1. chuck says:

    And they use that machine to build this machine:

    http://flickr.com/photos/si-mocs/5797622926/in/faves-daveexmachina/

  2. Martin says:

    Hard to believe this in of interest as most of the world realizes or would quickly know if they thought about, the parts are made from a standard infection molded process. Nothing exotic about how Legos are made…they cool toys to use, but makeing them is very straight forward on dedicates old technology. Have the stuff in the world is made with the same process.

  3. chuck says:

    To save time they should just dump 50% of it into the nearest landfill.

  4. jpfitz says:

    @Uncle Dave
    Do you know where this Lego plant is?

    #3 I found the video interesting. Not that I haven’t seen this type of manufacturing in person. But a lot of people have no idea how all these products around us are made.

  5. AlanB says:

    Notice there are no people. In the old days that factory would be teaming with workers who supported a thriving community. Now it just takes one man and a dog. The man is there to feed the dog and the dog is there to make sure the man keeps his hands off the machinery.

  6. Skippy says:

    #5 it’s in Billund, Denmark.

  7. Derek says:

    Actually, that plant (as well as the park) employs about 2800 people.

  8. jpfitz says:

    Thanks Skippy.

  9. bobbo, the pragmatic libertarian Existentialist says:

    I’d think the “leading edge” manufacturing video would be how to make your own lego and lego type bricks with your own 3-D printer. If the cost of the raw materials to print your own stuff is cheap enough, I can see hours and hours spent doing stuff like that.

    When I was a kiddie, before Lego, we had “red bricks” that did not snap together as much as they just sat on top of one another. I preferred them to lego–somehow they were a better fit for building model homes which is all I wanted to do.

    “Print your own Products” with bittorrent designs ripped off the internet. Exciting.

  10. Drive By Poster says:

    You can’t make Lego bricks on a 3D printer as good as factory made Lego bricks (which use high pressure in the process to create durable plastics). It’s a matter of durability and keeping the “tightness” of the fittings.

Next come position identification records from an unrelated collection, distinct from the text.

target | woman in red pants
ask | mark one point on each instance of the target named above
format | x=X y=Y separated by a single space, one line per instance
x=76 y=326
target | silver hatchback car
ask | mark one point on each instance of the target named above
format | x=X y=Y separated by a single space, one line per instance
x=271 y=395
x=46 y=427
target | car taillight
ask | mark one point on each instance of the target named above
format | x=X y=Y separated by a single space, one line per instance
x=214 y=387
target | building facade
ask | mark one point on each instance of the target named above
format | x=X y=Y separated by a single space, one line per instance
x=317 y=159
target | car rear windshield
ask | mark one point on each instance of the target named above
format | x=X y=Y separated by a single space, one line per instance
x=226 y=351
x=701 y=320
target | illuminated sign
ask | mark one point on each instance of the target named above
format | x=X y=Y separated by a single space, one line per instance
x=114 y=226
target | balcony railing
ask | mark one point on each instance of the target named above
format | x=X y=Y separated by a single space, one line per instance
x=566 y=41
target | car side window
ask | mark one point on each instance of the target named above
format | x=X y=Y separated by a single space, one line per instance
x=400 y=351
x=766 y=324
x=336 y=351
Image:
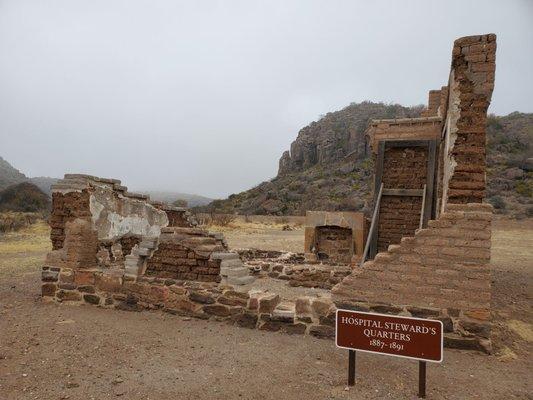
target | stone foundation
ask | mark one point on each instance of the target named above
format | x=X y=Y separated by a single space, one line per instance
x=113 y=248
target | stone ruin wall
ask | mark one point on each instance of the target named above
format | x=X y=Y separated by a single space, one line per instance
x=184 y=253
x=400 y=216
x=443 y=271
x=438 y=272
x=115 y=250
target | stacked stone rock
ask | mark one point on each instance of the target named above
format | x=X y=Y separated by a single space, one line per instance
x=441 y=272
x=472 y=83
x=322 y=276
x=404 y=168
x=188 y=254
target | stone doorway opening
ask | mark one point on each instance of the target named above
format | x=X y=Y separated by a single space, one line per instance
x=334 y=243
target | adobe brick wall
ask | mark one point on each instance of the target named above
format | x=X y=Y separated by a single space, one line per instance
x=334 y=243
x=67 y=207
x=403 y=129
x=253 y=309
x=470 y=92
x=442 y=271
x=403 y=168
x=184 y=253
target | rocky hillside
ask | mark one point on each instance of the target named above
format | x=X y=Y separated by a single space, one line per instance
x=9 y=175
x=329 y=168
x=510 y=162
x=24 y=197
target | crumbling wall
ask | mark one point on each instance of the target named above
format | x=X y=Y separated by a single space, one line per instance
x=66 y=207
x=470 y=91
x=443 y=271
x=440 y=272
x=403 y=168
x=185 y=253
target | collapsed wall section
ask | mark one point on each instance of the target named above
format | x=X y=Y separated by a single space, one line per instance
x=403 y=168
x=186 y=254
x=442 y=271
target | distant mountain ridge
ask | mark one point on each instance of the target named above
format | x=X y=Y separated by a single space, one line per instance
x=9 y=176
x=193 y=200
x=329 y=166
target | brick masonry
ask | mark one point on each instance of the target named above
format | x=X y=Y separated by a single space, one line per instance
x=442 y=271
x=471 y=86
x=439 y=272
x=184 y=253
x=403 y=168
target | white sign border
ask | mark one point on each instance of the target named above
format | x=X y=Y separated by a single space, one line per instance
x=394 y=316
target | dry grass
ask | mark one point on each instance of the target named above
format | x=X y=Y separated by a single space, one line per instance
x=24 y=251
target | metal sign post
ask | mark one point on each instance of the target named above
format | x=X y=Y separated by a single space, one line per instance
x=351 y=367
x=415 y=338
x=422 y=379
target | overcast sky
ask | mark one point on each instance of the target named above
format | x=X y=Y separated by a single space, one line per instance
x=204 y=96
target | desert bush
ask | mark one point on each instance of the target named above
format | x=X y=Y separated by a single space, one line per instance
x=222 y=219
x=525 y=188
x=13 y=221
x=180 y=203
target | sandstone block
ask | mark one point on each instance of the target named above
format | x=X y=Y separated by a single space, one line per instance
x=91 y=299
x=48 y=289
x=82 y=277
x=68 y=295
x=218 y=310
x=246 y=320
x=268 y=302
x=202 y=297
x=234 y=298
x=49 y=275
x=321 y=306
x=321 y=331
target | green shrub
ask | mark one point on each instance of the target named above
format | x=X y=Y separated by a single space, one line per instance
x=525 y=188
x=14 y=221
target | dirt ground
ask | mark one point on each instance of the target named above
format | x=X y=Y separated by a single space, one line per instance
x=50 y=351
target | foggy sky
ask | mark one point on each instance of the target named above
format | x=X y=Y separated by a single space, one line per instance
x=204 y=96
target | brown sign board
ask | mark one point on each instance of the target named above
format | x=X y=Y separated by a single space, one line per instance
x=408 y=337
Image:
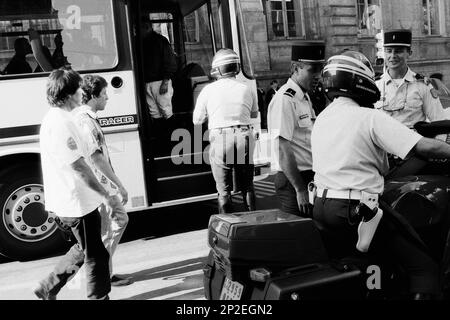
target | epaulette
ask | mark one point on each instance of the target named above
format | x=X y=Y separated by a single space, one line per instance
x=290 y=93
x=418 y=76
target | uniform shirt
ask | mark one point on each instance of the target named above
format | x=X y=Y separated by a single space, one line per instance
x=92 y=134
x=226 y=102
x=350 y=145
x=66 y=194
x=410 y=102
x=291 y=116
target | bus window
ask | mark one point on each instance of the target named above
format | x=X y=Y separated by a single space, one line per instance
x=79 y=33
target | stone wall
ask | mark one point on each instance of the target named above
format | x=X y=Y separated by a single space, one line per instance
x=338 y=28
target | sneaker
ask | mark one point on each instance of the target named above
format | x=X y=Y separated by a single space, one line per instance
x=118 y=281
x=43 y=294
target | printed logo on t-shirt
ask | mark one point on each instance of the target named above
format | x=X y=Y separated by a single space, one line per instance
x=71 y=144
x=303 y=116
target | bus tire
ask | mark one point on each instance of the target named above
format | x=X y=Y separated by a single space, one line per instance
x=27 y=231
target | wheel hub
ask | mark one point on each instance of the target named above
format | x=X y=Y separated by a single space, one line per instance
x=24 y=215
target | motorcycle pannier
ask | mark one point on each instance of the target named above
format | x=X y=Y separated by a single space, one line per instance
x=267 y=238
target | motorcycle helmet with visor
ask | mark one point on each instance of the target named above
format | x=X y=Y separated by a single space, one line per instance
x=351 y=75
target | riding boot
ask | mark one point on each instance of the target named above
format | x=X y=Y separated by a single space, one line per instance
x=249 y=199
x=225 y=204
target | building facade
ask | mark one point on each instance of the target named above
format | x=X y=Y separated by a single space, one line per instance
x=272 y=26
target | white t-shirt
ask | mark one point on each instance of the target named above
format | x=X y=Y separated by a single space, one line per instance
x=92 y=134
x=226 y=102
x=290 y=115
x=350 y=145
x=65 y=193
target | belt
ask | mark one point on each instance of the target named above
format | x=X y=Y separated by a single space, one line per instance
x=339 y=194
x=239 y=126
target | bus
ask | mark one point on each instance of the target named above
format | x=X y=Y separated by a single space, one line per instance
x=160 y=164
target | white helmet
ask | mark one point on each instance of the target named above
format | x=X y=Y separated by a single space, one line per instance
x=225 y=63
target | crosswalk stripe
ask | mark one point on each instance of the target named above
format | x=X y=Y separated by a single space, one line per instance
x=176 y=294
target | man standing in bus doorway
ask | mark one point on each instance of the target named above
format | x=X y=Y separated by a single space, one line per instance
x=229 y=105
x=290 y=120
x=18 y=63
x=114 y=219
x=160 y=65
x=72 y=191
x=404 y=94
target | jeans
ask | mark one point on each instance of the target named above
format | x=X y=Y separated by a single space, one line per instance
x=89 y=251
x=231 y=151
x=160 y=106
x=114 y=221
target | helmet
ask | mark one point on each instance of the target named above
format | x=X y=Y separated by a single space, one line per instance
x=350 y=74
x=225 y=64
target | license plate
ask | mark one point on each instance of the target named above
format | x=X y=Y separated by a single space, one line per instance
x=231 y=290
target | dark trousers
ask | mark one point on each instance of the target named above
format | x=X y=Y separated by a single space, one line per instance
x=89 y=251
x=390 y=243
x=285 y=191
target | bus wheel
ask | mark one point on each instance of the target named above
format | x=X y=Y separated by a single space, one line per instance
x=27 y=231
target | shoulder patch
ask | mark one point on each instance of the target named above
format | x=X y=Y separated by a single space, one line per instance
x=71 y=144
x=434 y=93
x=289 y=92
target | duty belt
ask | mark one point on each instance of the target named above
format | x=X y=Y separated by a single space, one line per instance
x=339 y=194
x=239 y=126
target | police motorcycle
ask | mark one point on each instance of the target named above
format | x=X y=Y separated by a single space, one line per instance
x=272 y=255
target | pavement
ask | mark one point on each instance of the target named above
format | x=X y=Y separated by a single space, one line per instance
x=162 y=268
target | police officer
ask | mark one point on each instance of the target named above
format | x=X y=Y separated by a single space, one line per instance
x=229 y=105
x=404 y=94
x=350 y=142
x=290 y=119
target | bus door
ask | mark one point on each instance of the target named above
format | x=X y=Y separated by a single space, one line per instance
x=178 y=149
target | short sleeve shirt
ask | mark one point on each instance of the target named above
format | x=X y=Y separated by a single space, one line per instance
x=291 y=116
x=92 y=134
x=65 y=193
x=409 y=102
x=350 y=145
x=225 y=103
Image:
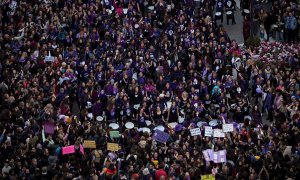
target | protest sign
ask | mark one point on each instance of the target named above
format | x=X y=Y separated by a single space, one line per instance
x=208 y=177
x=81 y=149
x=112 y=147
x=68 y=150
x=114 y=134
x=195 y=131
x=219 y=156
x=227 y=128
x=49 y=128
x=90 y=144
x=208 y=154
x=161 y=136
x=218 y=133
x=208 y=131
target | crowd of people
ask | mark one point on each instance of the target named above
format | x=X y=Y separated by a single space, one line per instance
x=88 y=67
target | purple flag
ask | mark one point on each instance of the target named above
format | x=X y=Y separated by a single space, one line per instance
x=49 y=128
x=161 y=136
x=220 y=156
x=216 y=157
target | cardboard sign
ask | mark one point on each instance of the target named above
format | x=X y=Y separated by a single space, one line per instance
x=208 y=154
x=208 y=131
x=219 y=133
x=81 y=149
x=89 y=144
x=227 y=127
x=112 y=147
x=49 y=128
x=219 y=156
x=68 y=150
x=195 y=131
x=161 y=136
x=208 y=177
x=114 y=134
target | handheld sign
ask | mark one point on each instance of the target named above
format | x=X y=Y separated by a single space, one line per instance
x=161 y=136
x=195 y=131
x=68 y=150
x=112 y=147
x=208 y=177
x=89 y=144
x=208 y=131
x=114 y=134
x=81 y=149
x=218 y=133
x=227 y=127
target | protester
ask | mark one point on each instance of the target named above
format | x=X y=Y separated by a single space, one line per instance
x=115 y=89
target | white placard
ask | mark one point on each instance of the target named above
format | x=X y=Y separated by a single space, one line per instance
x=208 y=131
x=219 y=133
x=195 y=132
x=227 y=127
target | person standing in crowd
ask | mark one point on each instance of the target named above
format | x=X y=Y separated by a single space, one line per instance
x=291 y=27
x=220 y=8
x=96 y=89
x=246 y=28
x=230 y=10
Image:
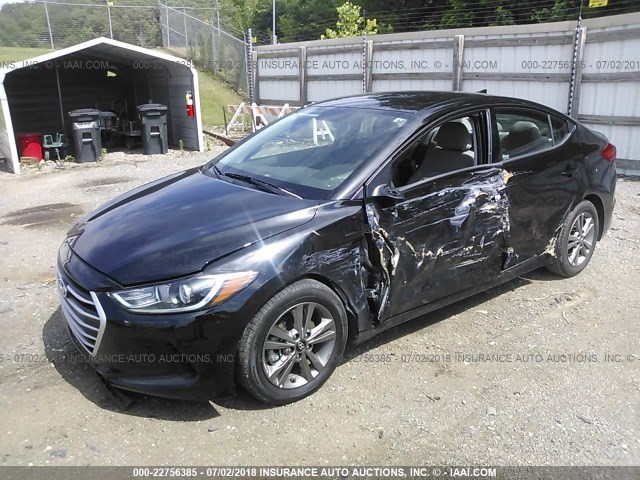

    3D printer bricks would be much more fragile and prone to losing the “tightness”. I recall a number of knock off brick systems as a kid that imitated Lego bricks, but they all sucked due to not having the “tightness” or durability of Lego bricks.

    Germany apparently has their own take on the Lego concept, and reportedly it’s much more amenable to engineering projects than actual Legos. I saw a youtube video where somebody had made a curving monorail out of the German brick system.

    I remember seeing a collection of replica buildings made of Legos in a local mall many years ago as a kid. Until then, I had no idea that Lego bricks came in colors other than white, yellow, red, and blue. Then I got pissed off over having been denied all those other colors because I didn’t live in Europe. 😀

  11. bobbo, the pragmatic libertarian Existentialist says:

    #11–Gee, Drive By==I’m kinda thinking the technology will keep changing and improving as in offering new materials that can be printed? Plastics, to metals, to drugs, to food, to organs? I see different articles about this all the time.

    for some reason, it was that “hard snap” of Lego’s that I never liked. Bricks are bricks. Shouldn’t be able to build robots out of them. To each their own.

  12. ray says:

    Legos, the IRL Minecraft.

  13. Pedro's Pet Donkey, says:

    pedro is upset with Lego. The square corners limits how many he can fit up his ass. Even uncomfortable. But he tries.

  14. AlanB says:

    @8 – well, the place looks pretty clean. maybe they’re all janitors on the night shift.